最近周りの方からデジタルのイラスト環境について色々と質問を受けることが増えてきました。興味はあるけどたくさん選択肢があってどれを選べば良いのかわからないという方が多くなっているのかなと思います。

そこで今回、デジタルでイラストを描くために必要な前提知識や道具、選ぶべきソフトや勉強方法などをまとめて記事にしてみることにしました。

一通り読めばあなたの予算ややりたいことに合わせた選択ができるようになると思います。興味のある部分だけを読んでも悩みが解決できるように書いていますので、ぜひ目次のほうからチェックしてみてくださいね。

デジタルでイラストを描くメリット

僕自身もそうですし、周りでイラストを描かれている方の中でもデジタルでイラストを描かれている人数の割合は、圧倒的に多いです。

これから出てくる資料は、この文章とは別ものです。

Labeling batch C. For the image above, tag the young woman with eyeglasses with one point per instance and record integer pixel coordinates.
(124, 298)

それにはやっぱり大きな理由があります。しかも一つだけではありません。

まずは「なんでデジタルで描くほうが良いの?」という根本的なところから説明してみたいと思います。デジタル移行を悩んでいる方は参考にしてみてください。

表現の幅が広くなる

まずはアナログに比べて圧倒的に表現の幅が広い、というのがデジタルのメリットです。

具体的には、アナログでは表現しづらい「きれいな塗り」、「きれいなグラデーション」、「透過」、「発光」、「ブラー」などなどの表現が簡単にできるんですね。他にもデジタルっぽい表現はたくさんあると思います。RGB色域の特性をいかした派手なカラーのイラストも、デジタルの表現の幅のひとつでしょうね。

修正に強い

デジタルイラストの大きな強み、それはアナログに比べて修正がすごくしやすいということです。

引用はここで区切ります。